The public eye, though, has turned to the spenders themselves, and the Ivory Tower is lined with red faces.
"There's a lot of people that are suspicious about where indirect costs go," says Lehman Professor of Microbiology and Molecular Genetics Bernard N. Fields. "That's not my belief."
"I think it has [tarnished our reputation], and I think it's unfortunate," Fields says.
"The economy is tough," he says. "People are out of work. I think this is a very vulnerable target."
And government-funded research is a vulnerable target for federal budget cutters, causing administrators and researchers to question the future of higher education's relationship with its federal sponsors.
* Will Congress lower the amount of money given to research?
* Will the National Institutes of Health--the major source of research money for medical institutions--abandon "indirect cost-blind" peer review, with science taking a back seat to funds?
* Will the White House seize the opportunity to take away a perceived cash cow from the universities and add significant restrictions to Circular A-21?
* Most importantly, will the regulatory agencies that set indirect cost rates decide to greatly reduce the rates they hand down to universities?
HHS, which sets Harvard's indirect cost rates, has already given a tentative answer to the last question.
Last month, HHS decided that the ongoing negotiations for a new rate were not going well, choosing unilaterally to reduce the Medical School's provisional rate of 88 percent to 63.5 percent.
Last year, when Harvard's negotiated rate with HHS was 77 percent, the Medical School received $19.2 million in direct federal dollars and $13.5 million in indirect cost reimbursements. This year, the University expects direct funds of about $20.1 million and has requested $18.8 million in indirect cost reimbursements, or 96 percent.

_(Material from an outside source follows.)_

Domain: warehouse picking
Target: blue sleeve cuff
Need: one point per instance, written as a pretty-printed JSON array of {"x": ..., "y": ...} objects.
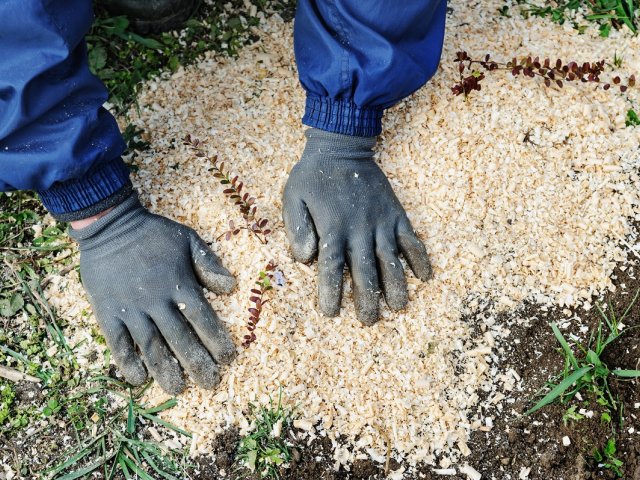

If HHS were to set a permanent rate near 65 percent, Harvard would receive about $6 million less per year than it has asked for in indirect cost reimbursements.
"If that money is arbitrarily cut, it could be very damaging," Fields says. "At research-intensive places, the indirect costs have to be high."
If HHS were to hand down a lower rate, says Vice President for Finance Robert H. Scott, "We'd have to change the cost structure of the Medical School."
Harvard would have to redouble its fundraising efforts, reduce its funding for maintenance at the Medical School and cut administrative costs, Scott says.
Harvard is not asking the government to cover expenditures not related to research, Scott says. "We are asking them to pay for the space they use."
Changing the Rules
While the government considers how to best alter the indirect cost regulations, Scott, Fields and R. John Collier, Presley professor of microbiology and molecular genetics, are concerned that the government has already changed the "ground rules" with respect to indirect costs--that the government is not maintaining "its side of the bargain."
"We're caught in a Catch-22," says Collier. "The government doesn't give you a strict definition of what's eligible [for indirect cost allocation]...then they come back and hit you in the stomach."
"The abuses have been greatly magnified out of proportion to their real nature," Collier said.
At the subcommittee, one investigator insists about the flak the universities have received, "It's not damage that has not been deserved."
And the government won't be downscaling its nationwide inquiry anytime soon.
"There's been a significant increase in interest," the investigator said. "And I think it's going to grow. It's not at the end yet. There's more questions being raised every day."
Under the microscope of the General Accounting Office, the University has admitted to making $500,00 of mistaken or questionable billings to the government for overhead on research at the Medical School. Now, the federal 'indirect cost' inquiry has engulfed nearly 300 schools.